After 10 days of turmoil over the future of the Duke and Duchess of Sussex, the outcome is, perhaps, not the half-in, half-out role the couple appear to have anticipated. Harry and Meghan have gone from “stepping back” as senior royals to stepping down. They are out. And destined, it seems, to spend most of their time in North America.
Buckingham Palace’s statement makes clear that it is felt the couple “can no longer formally represent” the Queen. On their new website, sussexroyal.com, where they set out their intention of carving out new “progressive” roles, along with becoming “financially independent” the couple seemed to have hoped to become hybrid royals.
They felt they could “continue to carry out their duties for Her Majesty the Queen, while having the future financial autonomy to work externally”. They also wanted to retain their patronages and “proudly” carry out “works for the monarchy within the UK or abroad, as called upon”.
However, for the Queen, it seems, this was a step too far. She will not be calling on their services.
Her personal statement is warm, and acknowledging of the “challenges they have experienced as the result of intense scrutiny”. She speaks of her particular pride in “how Meghan has so quickly become one of the family”.
“Harry, Meghan and Archie will always be much loved members of my family,” she said, as a grandmother, rather than a sovereign.
A separate Buckingham Palace statement makes clear the couple is “required” to step back from royal duties. Any doubts over whether they could be both in and out, is now clarified. The latter has prevailed.

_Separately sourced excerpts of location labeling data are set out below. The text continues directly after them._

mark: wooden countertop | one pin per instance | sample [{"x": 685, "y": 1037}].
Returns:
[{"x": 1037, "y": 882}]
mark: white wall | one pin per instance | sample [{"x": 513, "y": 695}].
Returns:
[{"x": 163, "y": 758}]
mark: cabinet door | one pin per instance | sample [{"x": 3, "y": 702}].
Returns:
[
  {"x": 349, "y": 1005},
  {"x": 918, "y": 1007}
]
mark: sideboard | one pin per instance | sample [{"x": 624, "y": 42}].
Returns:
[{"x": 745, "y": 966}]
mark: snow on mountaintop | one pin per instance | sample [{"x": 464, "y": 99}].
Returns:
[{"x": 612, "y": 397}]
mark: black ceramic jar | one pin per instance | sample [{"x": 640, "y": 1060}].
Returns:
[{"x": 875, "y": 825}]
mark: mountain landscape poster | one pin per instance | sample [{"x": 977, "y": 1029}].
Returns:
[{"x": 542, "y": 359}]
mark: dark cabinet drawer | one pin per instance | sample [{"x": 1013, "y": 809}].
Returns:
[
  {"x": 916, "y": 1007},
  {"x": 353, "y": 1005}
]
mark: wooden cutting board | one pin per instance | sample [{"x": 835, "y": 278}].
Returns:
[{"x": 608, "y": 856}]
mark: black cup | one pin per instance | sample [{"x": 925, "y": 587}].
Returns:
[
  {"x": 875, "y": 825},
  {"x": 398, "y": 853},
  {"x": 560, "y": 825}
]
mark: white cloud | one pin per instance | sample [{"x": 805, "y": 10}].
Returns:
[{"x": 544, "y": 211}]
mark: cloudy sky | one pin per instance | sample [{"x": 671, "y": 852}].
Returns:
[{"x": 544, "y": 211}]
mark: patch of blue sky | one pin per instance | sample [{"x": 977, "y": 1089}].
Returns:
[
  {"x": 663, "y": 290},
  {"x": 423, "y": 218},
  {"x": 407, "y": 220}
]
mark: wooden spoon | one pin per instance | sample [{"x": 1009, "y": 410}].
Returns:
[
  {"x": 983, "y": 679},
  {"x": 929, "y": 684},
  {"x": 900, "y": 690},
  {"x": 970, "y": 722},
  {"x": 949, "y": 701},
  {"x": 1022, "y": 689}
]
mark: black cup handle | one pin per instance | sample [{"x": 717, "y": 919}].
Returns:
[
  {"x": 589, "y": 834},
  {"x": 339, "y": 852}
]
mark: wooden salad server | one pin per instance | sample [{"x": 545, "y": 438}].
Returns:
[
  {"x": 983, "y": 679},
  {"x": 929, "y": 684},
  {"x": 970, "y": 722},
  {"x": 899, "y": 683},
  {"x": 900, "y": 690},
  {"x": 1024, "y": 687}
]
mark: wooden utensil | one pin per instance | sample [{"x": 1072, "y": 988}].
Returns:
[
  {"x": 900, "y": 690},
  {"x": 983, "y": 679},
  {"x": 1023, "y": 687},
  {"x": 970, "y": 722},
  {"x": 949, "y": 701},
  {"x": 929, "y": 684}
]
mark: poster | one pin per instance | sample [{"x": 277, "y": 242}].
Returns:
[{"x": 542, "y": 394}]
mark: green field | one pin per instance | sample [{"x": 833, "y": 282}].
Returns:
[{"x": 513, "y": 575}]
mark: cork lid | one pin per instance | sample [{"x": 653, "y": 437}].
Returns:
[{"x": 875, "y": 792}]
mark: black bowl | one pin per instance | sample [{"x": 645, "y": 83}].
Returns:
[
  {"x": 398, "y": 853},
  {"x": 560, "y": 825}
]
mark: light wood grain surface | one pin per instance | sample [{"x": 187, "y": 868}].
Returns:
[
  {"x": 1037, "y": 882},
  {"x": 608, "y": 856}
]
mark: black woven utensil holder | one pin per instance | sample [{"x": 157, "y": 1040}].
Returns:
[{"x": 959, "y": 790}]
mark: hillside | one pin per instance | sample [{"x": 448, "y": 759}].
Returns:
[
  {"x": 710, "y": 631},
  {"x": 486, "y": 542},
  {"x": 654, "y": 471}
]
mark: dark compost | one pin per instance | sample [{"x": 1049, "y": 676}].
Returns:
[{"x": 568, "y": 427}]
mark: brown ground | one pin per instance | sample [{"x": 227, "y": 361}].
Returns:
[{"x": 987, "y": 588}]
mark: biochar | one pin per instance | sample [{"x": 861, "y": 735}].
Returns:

The crunch issue at the Sandringham summit on Monday was, undoubtedly, funding. Just how could the couple go about earning their own income? This issue has taxed working royals in the past – notably the Earl and Countess of Wessex. Both, in the end, gave up their businesses because of potential conflict of interest.
The prospect of the Sussexes cutting commercial deals, while still representing the monarch, was too great a risk
The prospect of the Sussexes cutting commercial deals, while still at times representing the monarch, was too great a risk to the reputation of the House of Windsor and the monarchy.
Though Harry and Meghan still technically retain their HRH styles, they have agreed they will not use them. They have not been stripped of them, unlike Harry’s mother Diana, Princess of Wales following her divorce.
They will continue to use their titles of duke and duchess, and henceforth will be styled Harry, Duke of Sussex, and Meghan, Duchess of Sussex.
This raises the question of what will happen regarding their new sussexroyal brand, which they have already trademarked for up to 100 items, if they are no longer, effectively, working members of the royal family?
Overall, the agreement struck is to the couple’s advantage financially. By virtue of their royal links they have international celebrity to trade on. They are now free from any constraints over how they earn their money. The only thing binding them is a promise that as they embark on their brave new world, that “everything they do will continue to uphold the values of Her Majesty”.
They will be financially independent of the taxpayer, though for now they will continue to be privately financially supported by the Prince of Wales. They can keep their patronages, though Harry, a former soldier, will have to give up his honorary military appointments. This includes as captain general of the Royal Marines, a position he inherited from his grandfather, the Duke of Edinburgh.
On one issue, in particular, it is clear that Buckingham Palace has listened carefully to public criticism since the couple’s bombshell announcement, the timing of which left the Queen and Prince Charles blindsided – or “disappointed” and “hurt” .
The couple are to repay the £2.4m public funds used to refurbish their Windsor home, Frogmore Cottage. Though they moved in just nine months ago, the place is already in the process of being shuttered, with staff deployed elsewhere.